Minister of Culture, Information and Tourism

Personal details
- Born: 11 November 1952 (age 73) Liberia
- Party: True Whig Party (after 2005) National Patriotic Party (before 2005)

= Reginald Goodridge =

Liberian politician

Reginald Goodridge (born 11 November 1952) is a Liberian politician and former government minister. Goodridge was born in Liberia in 1952. He was a member of Charles Taylor's National Patriotic party and served as a press secretary to Taylor following his election as Liberian president. He also served as Liberian minister for Culture, Information, Tourism of Liberia. Following the end of the Second Liberian Civil War, Goodridge argued that there would be "bloodbath" in the country if Taylor was forced to resign.

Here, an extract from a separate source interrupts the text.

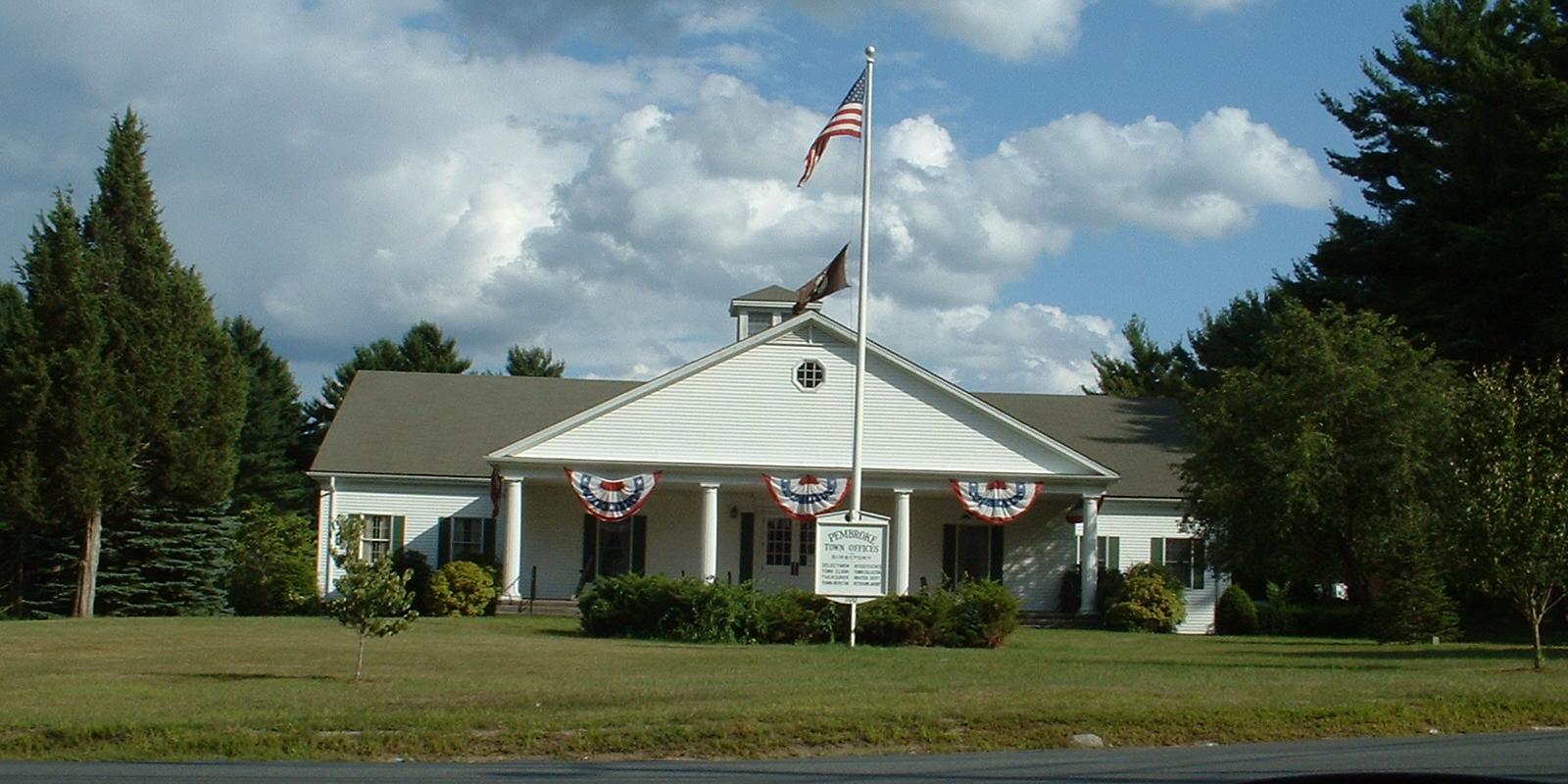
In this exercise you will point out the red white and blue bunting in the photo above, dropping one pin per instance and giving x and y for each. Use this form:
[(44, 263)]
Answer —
[(808, 496), (998, 501), (612, 501)]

In 2005, Goodridge left the National Patriotic Party and joined the new version of the True Whig Party (TWP). He was appointed as the TWP's chairman in 2015. In 2021, Goodridge led a campaign for the reburial and an official memorial service, for TWP government officials who were killed during the 1980 Liberian coup d'état. By May 2025, the TWP executive committee passed a vote of no confidence against Chairman Goodridge. They accused Goodridge of not scheduling a national convention to elect new party officers, despite party's constitution requiring it.